For the most part, the fanfiction of my youth, not unlike zines and DIY cassettes of the same period, was exchanged primarily through personal means–there was no large-scale publication that I am aware of, prior to the advent of online exchange. Say what you will about fanfiction, there are serious communities that form around it, and those in bandoms are particularly interesting to me. These communities form rules–some highly concrete (how to post, standards of exchange (banned words, slash/gen/het), ) and some more ephemeral–particularly in the portmanteaux that have become so common (Brangelina), the alliances behind which can cause some almighty arguments in communities*** (to say nothing of the One True Pairing fights) over what will be regarded as a canonical shorthand for a particular pairing; Glee fandoms have some of the best fights about them (personally, I still haven’t recovered from the advent of Puckleberry). Like other online communities, the fangirl/fanfic communities have particular attitudes and, for lack of a better phrasing, flavor, based on the personalities of those involved and the participation level of the moderators (who deserve their own discussion).
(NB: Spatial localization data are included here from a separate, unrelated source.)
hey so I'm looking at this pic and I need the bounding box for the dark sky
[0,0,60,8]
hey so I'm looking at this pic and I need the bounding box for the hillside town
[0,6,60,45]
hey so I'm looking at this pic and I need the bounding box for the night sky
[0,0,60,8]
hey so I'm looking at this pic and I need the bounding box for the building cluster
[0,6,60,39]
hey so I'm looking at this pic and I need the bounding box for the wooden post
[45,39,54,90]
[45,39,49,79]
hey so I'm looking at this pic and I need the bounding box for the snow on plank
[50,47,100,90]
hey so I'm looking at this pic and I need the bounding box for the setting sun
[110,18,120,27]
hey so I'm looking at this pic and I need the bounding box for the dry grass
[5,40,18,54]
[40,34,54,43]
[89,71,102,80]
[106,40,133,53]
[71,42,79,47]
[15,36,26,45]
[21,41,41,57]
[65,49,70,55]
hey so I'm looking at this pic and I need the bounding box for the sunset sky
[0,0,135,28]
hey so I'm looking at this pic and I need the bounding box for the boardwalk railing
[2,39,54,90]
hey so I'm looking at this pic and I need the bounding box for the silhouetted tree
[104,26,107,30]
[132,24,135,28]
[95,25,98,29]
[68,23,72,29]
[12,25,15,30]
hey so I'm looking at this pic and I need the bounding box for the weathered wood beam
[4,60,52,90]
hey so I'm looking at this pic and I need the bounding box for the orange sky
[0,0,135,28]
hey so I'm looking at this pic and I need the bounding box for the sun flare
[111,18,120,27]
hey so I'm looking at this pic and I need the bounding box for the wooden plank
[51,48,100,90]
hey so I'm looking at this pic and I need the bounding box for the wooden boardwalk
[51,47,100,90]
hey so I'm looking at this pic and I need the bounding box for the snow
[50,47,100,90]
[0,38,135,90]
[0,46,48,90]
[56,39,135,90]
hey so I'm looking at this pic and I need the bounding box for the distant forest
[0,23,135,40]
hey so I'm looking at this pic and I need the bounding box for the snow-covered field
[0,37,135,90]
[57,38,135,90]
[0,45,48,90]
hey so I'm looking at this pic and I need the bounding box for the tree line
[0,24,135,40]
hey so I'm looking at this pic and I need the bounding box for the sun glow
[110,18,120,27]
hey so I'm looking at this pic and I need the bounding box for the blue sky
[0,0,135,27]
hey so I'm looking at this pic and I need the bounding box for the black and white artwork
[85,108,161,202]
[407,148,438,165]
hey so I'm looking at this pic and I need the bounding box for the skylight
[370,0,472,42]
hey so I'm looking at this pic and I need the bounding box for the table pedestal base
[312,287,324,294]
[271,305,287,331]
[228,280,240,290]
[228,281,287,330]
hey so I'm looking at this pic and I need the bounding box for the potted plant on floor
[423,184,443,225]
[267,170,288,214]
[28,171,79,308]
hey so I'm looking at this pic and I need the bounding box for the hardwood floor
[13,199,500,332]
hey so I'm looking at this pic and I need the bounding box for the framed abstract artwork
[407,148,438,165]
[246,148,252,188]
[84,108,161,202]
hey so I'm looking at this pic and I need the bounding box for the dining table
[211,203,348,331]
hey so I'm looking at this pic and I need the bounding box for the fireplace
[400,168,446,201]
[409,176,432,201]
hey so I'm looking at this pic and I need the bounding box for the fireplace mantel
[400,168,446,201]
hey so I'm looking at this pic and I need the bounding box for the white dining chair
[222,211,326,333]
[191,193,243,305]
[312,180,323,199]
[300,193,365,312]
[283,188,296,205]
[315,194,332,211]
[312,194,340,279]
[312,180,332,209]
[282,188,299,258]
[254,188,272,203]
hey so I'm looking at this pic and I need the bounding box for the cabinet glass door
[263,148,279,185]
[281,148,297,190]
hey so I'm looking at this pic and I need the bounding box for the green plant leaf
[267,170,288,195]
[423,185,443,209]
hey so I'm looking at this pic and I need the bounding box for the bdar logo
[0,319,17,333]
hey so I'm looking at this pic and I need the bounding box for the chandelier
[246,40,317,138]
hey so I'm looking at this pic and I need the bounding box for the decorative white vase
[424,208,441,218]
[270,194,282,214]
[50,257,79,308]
To follow: Some Communities are Self-Policing.
*Were Rikki sitting here, she would require the following confession, so in a spirit of honesty, she nailed me on the appropriateness of our placement in the pit when I translated the sign for her. Her response was naught but a lifted eyebrow and a giggle. At me.
**A recent occurrence, courtesy of one of my favorite fandom rant sites: a lengthy debate over the necessity of trigger warnings and, more over, correct trigger warnings (that this debate mirrored one that happened at Shakesville was both astonishing and a bit heartwarming, though I tend to suspect there are more than a few of us in both communities). The Supernatural fandom was particularly set afire by fics posted on this matter after episode 6.15. That I am aware of the ferocity of the debate in that fandom is testament to how widespread it was (for that brief internet moment), since I am not a part of that fandom, though I do watch the show.
***We’ll leave off the various splinterings in fangirl communities over wives/girlfriends. That, my friends, gets ugly. Far more so than I care to touch, thankyouverymuch. Like some of the stuff below, I feel certain the same existed in my own youth (I seem to recall some of it in conversations), but nothing like what I see online. These debates seem particularly common on tumblr sites.